Il en est de même de la santé. Un système de santé publique, avec des conditions performantes de travail créées en faveur des professionnels de la santé, des infrastructures de pointe et des médicaments essentiels, est un impératif de développement, car il est la condition de soins de santé de qualité pour la majorité de la population. La santé doit être essentiellement publique et accessible sur toute l’étendue du territoire national. La privatisation des structures de santé dans des nations sans couverture d’assurance-maladie suffisante n’est pas une mesure idoine. Même si des compagnies d’assurance existaient en nombre et étaient à même de dispenser des prestations de qualité, il faudrait une classe moyenne ayant des ressources financières adéquates pour en constituer la clientèle, ce qui n’est pas le cas aujourd’hui en Côte d’Ivoire.

Les structures sanitaires publiques dispensant des prestations payantes sont désertées par les populations sans ressources. Elles s’y rendent lorsque leurs malades sont sur le point de mourir, ce qui en fait des mouroirs. Le tout marché ne peut pas du tout marcher dans un pays comme la Côte d’Ivoire aux infrastructures économiques rudimentaires relevant essentiellement de l’informel.

Les infrastructures de base que sont les voies de communication, les installations électriques, les voies d’accès à l’eau potable et l’habitat, ne sont que le début de toute action d’amélioration des conditions de vie des populations, parce qu’elles sont simplement les impératifs de la vie. Avec des ressources de son sous-sol et surtout des hydrocarbures, l’Etat de Côte d’Ivoire devrait amplifier les actions lancées dans ces domaines pendant les premières années de l’indépendance, au moment où l’économie nationale ne reposait que sur le binôme café-cacao. Sur toute l’entendue du territoire national, des projets de développement, en partant des infrastructures de base, devraient être engagés avec le concours de l’Etat, en appoint des activités des collectivités locales ou des conseils généraux. 

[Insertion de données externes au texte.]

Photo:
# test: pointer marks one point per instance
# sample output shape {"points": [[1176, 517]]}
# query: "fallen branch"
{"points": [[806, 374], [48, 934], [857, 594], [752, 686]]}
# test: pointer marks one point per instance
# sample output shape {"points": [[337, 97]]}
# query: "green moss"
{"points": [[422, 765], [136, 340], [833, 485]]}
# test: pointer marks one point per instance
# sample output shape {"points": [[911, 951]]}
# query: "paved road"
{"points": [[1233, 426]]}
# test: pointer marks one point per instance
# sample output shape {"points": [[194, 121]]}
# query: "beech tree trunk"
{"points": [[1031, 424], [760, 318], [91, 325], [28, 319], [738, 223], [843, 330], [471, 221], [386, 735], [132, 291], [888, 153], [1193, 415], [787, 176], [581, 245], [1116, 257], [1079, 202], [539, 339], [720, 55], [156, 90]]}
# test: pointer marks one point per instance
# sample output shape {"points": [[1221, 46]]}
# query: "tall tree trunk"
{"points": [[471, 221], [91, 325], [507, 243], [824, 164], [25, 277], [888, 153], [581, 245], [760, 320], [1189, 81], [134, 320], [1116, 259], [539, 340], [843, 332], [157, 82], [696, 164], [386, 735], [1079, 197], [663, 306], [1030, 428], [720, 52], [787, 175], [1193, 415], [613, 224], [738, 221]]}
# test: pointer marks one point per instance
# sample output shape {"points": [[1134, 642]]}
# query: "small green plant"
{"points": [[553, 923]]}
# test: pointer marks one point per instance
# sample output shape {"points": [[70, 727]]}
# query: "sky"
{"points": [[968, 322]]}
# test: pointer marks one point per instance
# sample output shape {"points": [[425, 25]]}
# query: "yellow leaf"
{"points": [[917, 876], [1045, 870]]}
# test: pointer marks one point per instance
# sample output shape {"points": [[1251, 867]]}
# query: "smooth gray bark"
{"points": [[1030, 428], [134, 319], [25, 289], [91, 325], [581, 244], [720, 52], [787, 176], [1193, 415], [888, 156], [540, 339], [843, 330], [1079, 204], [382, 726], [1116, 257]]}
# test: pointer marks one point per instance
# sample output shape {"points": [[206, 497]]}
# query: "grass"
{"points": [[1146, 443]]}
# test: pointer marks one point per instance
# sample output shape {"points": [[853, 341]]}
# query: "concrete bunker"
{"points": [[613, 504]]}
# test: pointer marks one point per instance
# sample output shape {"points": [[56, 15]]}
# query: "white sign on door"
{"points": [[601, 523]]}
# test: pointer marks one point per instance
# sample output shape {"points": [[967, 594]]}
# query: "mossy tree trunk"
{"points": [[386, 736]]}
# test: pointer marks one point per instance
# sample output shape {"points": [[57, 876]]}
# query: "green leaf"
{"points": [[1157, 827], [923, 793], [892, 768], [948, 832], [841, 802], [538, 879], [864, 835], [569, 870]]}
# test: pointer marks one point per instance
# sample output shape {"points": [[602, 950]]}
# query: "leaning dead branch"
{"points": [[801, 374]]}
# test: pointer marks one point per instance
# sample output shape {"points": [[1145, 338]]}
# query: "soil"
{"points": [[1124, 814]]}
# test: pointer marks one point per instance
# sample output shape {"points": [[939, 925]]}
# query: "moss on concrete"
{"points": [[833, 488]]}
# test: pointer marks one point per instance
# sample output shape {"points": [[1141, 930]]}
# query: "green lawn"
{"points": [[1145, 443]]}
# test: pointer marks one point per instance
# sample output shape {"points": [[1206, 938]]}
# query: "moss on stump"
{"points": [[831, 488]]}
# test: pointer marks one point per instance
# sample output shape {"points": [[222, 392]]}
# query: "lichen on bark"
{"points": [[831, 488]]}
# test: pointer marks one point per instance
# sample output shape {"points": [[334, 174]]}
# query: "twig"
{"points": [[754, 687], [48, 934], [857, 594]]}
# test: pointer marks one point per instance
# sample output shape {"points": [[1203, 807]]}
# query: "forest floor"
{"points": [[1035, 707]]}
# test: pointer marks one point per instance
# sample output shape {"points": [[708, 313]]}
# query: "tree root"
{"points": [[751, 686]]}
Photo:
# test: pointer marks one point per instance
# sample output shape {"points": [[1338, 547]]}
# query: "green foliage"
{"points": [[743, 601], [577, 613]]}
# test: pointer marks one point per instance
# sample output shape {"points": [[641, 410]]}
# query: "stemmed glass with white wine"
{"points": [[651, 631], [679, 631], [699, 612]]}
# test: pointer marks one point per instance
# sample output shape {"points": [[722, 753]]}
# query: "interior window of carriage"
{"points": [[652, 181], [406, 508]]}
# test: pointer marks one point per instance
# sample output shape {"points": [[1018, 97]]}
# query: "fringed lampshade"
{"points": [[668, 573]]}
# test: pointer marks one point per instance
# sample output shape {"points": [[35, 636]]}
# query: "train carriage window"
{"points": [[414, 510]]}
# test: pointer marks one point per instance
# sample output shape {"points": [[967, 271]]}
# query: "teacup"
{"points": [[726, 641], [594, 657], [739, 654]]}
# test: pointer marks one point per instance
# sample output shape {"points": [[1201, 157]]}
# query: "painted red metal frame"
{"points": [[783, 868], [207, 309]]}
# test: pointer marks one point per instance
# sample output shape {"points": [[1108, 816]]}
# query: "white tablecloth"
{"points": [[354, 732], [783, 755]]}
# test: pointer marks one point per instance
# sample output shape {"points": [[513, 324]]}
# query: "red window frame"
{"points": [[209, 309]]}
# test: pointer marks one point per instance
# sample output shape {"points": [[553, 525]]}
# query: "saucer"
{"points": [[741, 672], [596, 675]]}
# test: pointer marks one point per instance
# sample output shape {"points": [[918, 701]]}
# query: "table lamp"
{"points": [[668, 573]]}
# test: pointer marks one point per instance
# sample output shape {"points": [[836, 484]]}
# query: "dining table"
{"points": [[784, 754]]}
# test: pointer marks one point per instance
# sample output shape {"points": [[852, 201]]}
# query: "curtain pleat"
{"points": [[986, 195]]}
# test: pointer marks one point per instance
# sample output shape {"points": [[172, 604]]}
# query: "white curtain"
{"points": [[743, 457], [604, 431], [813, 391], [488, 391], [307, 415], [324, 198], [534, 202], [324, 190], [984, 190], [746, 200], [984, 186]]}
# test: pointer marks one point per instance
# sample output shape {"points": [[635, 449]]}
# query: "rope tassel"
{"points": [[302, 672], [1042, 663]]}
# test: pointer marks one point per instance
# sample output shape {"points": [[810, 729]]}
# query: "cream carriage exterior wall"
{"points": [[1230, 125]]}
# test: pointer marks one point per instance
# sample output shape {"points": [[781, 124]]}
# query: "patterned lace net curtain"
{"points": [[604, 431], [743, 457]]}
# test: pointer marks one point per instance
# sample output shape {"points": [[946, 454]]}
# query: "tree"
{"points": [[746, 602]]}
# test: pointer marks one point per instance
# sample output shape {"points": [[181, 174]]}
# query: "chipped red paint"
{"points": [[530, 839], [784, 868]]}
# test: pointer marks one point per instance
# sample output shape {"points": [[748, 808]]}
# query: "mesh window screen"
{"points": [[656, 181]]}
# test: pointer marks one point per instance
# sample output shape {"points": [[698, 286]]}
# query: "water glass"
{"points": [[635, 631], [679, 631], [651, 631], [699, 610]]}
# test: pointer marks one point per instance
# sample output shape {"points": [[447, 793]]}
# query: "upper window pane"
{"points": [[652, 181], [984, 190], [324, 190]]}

A l’instar des autres pays africains, la Côte d’Ivoire a connu, pendant la période obscure des ajustements structurels des années 1980, des coupes sombres dans les budgets alloués à l’éducation, à la santé et aux infrastructures de base, pour stabiliser les dépenses publiques et procéder à la privatisation de secteurs essentiels de l’économie nationale. Ceci fut entrepris selon le seul principe de rentabilité économique dicté par la logique du marché claironnée par la Banque mondiale et le Fonds monétaire international. De cette saignée, la Côte d’Ivoire et les autres pays africains n’ont pu se relever. Il faut repartir à zéro, pour remettre sur les pieds ces secteurs sans lesquels on ne peut sérieusement parler de développement.

Un pays dont la majorité de la population ne bénéficie pas des commodités rudimentaires de la vie moderne en termes de logement, d’éducation, de soins de santé, d’accès à l’électricité et à l’eau potable, peut avoir l’armée la plus puissante au monde qui soit ; cependant, il saurait difficilement prendre en main son destin en matière de développement socioéconomique. La dissuasion militaire contribue certainement à la création d’un environnement de non-agression ou de non-belligérance ; mais elle peut difficilement impulser la paix qui est un impératif de développement. La dissuasion militaire peut susciter la peur, mais point la confiance. Or les relations entre les hommes et les Etats bâties sur la confiance s’inscrivent mieux dans le temps et sont plus porteuses d’espérance que celles qui procèdent de la peur. On n’obtient rien avec la peur pendant longtemps et totalement.

          

     

Emmanuel Y. Boussou

Etats-Unis, le 20 août 2010

[1] Koffi Kouamé : Défense et développement économique: GBAGBO VEUT BÂTIR UNE ARMEE FORTE APRES LES ELECTIONS, in Fraternité Matin, le 9 août 2009 ;

[2] Je paraphrase ici votre déclaration faite au salon d’honneur de l’Aéroport Félix Houphouët-Boigny le samedi 21 septembre 2009.

[3] UNDP Human Development Report 2009.